A bound on massive higher spin particles

According to common lore, massive elementary higher spin particles lead to inconsistencies when coupled to gravity. However, this scenario was not completely ruled out by previous arguments. In this paper, we show that in a theory where the low energy dynamics of the gravitons are governed by the Einstein-Hilbert action, any finite number of massive elementary particles with spin more than two cannot interact with gravitons, even classically, in a way that preserves causality. This is achieved in flat spacetime by studying eikonal scattering of higher spin particles in more than three spacetime dimensions. Our argument is insensitive to the physics above the effective cut-off scale and closes certain loopholes in previous arguments.

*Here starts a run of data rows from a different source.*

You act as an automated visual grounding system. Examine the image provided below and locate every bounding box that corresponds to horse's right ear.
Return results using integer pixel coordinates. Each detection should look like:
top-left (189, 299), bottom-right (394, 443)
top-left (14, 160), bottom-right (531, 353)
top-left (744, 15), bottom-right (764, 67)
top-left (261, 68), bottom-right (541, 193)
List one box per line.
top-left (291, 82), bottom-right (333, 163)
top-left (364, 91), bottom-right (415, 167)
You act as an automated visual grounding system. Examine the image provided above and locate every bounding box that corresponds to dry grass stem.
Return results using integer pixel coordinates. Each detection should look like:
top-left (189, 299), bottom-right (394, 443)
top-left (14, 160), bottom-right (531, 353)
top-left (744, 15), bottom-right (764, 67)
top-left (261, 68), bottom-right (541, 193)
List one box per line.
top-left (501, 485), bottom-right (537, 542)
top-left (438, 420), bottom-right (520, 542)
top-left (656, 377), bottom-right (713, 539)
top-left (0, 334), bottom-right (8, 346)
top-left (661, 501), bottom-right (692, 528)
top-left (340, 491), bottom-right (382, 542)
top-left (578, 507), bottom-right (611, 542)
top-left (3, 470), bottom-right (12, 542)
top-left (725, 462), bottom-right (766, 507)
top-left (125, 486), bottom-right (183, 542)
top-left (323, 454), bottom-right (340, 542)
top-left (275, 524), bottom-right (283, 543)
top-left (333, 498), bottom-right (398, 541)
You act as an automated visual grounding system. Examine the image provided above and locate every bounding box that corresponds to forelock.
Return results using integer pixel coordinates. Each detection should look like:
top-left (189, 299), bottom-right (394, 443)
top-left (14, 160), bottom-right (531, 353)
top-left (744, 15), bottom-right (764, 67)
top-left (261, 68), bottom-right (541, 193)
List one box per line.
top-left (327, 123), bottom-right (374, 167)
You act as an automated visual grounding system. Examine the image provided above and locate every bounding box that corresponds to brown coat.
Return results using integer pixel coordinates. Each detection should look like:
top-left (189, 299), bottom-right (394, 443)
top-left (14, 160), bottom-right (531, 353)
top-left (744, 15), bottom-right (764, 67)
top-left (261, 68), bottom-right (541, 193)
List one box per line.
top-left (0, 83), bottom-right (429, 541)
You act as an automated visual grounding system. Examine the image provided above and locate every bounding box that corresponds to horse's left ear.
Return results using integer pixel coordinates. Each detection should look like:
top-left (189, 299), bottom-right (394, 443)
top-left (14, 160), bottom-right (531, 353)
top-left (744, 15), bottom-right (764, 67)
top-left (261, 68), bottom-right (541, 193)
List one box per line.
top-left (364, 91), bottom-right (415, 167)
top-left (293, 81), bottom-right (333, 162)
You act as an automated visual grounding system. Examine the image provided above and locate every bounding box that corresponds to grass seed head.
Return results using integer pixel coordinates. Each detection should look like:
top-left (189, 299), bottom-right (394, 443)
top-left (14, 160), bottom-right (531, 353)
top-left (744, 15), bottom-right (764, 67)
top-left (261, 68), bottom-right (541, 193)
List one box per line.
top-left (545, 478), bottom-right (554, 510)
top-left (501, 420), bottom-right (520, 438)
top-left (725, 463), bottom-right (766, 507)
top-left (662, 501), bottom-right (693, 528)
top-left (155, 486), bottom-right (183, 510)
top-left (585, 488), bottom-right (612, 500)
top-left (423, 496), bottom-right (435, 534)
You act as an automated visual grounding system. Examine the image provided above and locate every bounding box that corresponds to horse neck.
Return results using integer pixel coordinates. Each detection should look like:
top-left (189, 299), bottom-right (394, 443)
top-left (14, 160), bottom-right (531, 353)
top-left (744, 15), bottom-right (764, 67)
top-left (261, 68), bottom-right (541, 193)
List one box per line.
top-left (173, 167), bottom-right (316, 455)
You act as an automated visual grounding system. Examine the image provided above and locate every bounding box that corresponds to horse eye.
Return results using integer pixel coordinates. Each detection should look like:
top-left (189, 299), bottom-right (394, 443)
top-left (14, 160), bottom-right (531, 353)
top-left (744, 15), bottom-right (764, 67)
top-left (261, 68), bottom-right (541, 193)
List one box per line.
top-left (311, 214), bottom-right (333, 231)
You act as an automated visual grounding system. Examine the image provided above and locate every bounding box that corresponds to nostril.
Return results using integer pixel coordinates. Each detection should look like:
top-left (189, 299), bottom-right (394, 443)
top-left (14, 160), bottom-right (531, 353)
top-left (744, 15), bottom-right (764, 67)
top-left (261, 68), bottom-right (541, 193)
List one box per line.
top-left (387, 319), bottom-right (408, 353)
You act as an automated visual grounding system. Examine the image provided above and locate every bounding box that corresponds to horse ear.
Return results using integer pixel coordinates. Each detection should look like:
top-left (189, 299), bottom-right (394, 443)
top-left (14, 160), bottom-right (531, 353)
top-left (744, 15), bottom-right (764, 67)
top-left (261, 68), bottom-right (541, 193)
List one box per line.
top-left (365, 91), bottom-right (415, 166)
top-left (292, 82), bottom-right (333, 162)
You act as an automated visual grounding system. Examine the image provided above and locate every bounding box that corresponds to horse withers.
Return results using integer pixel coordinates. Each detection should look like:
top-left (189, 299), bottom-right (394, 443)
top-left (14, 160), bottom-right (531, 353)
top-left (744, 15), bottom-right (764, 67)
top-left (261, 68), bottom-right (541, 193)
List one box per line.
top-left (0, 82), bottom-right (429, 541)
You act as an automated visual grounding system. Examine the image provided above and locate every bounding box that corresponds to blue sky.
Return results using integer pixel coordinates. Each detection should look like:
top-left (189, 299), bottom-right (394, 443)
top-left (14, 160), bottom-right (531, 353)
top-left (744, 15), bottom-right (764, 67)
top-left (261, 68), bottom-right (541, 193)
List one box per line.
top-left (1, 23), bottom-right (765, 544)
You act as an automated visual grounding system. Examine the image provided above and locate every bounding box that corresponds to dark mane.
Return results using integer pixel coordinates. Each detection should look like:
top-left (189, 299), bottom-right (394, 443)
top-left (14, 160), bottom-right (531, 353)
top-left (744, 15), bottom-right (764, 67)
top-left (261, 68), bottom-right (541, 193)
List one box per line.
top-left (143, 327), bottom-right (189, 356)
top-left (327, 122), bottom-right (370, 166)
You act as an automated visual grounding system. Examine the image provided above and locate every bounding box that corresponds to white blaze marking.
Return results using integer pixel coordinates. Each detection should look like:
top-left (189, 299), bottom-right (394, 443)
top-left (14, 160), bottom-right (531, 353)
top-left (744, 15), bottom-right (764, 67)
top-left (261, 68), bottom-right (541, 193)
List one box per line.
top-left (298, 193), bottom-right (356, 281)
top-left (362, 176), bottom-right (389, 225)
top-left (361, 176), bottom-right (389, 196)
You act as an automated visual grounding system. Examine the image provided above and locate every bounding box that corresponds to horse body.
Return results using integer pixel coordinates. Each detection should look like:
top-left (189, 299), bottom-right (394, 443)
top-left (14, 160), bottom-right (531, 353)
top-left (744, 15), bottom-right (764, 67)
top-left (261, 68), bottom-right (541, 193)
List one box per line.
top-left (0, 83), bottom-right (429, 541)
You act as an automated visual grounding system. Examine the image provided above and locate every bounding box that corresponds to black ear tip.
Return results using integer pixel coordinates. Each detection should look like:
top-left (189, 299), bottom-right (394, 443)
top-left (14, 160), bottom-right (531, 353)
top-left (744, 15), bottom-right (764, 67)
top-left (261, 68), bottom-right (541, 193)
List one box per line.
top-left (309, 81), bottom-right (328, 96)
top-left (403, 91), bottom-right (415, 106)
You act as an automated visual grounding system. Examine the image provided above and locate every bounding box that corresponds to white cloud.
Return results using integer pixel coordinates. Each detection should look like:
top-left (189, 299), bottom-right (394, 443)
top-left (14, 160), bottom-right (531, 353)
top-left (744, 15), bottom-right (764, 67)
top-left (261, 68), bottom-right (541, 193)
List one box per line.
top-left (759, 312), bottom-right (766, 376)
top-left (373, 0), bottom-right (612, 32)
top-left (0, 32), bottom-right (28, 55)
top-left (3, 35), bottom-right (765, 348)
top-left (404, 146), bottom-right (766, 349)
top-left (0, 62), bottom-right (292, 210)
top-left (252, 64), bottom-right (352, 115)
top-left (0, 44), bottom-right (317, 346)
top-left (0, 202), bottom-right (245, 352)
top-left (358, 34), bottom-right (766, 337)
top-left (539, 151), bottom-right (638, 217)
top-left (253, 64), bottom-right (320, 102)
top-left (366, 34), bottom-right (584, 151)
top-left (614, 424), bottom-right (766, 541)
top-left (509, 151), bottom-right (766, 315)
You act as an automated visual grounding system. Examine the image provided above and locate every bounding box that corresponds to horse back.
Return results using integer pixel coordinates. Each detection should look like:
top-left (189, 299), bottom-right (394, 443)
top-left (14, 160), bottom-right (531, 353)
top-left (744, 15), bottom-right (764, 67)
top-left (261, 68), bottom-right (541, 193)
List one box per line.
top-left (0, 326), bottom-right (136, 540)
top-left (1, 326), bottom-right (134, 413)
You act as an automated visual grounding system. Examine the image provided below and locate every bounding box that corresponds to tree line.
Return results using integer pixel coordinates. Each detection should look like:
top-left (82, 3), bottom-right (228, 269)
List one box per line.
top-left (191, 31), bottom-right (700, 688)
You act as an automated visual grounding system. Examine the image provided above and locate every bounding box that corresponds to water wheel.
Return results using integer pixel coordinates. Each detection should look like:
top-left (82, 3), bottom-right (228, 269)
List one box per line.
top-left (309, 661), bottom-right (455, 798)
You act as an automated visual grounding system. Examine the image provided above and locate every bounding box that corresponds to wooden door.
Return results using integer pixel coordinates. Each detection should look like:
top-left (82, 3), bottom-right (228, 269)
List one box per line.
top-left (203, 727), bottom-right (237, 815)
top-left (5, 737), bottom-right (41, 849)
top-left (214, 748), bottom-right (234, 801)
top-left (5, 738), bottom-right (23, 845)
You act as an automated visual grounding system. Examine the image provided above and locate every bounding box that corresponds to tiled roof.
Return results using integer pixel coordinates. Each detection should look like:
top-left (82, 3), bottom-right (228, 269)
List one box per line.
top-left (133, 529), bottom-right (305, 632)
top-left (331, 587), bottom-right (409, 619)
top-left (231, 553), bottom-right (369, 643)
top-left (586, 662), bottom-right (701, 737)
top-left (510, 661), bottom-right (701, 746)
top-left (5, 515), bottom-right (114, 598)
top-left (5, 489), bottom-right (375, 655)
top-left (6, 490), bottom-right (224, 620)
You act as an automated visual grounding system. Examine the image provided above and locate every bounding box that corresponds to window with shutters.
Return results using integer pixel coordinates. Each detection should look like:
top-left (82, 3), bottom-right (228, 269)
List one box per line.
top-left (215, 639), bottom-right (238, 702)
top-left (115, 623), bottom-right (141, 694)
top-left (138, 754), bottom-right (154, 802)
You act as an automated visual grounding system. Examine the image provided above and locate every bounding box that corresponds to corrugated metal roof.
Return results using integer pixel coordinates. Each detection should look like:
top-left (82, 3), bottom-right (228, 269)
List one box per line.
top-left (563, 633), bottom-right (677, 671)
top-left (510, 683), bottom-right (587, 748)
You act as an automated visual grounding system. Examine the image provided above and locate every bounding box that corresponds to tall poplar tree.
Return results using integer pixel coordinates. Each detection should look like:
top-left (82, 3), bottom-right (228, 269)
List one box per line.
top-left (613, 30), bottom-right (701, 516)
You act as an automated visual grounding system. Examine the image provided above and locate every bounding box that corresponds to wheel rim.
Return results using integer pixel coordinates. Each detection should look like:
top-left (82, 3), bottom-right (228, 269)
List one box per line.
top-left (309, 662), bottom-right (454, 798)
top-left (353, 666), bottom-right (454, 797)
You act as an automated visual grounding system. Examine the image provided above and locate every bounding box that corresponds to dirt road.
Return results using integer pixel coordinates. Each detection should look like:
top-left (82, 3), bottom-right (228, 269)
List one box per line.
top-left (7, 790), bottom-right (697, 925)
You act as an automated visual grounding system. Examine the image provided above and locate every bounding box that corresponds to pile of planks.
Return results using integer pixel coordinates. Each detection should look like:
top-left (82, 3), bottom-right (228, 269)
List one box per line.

Furthermore, it applies to higher spin particles even if they do not contribute to tree-level graviton scattering as a consequence of being charged under a global symmetry such as $\mathbb{Z}_2$. We derive analogous bounds in anti-de Sitter spacetime from analyticity properties of correlators of the dual CFT in the Regge limit. We also argue that an infinite tower of fine-tuned higher spin particles can still be consistent with causality. However, they necessarily affect the dynamics of gravitons at an energy scale comparable to the mass of the lightest higher spin particle. Finally, we apply the bound in de Sitter to impose restrictions on the structure of three-point functions in the squeezed limit of the scalar curvature perturbation produced during inflation.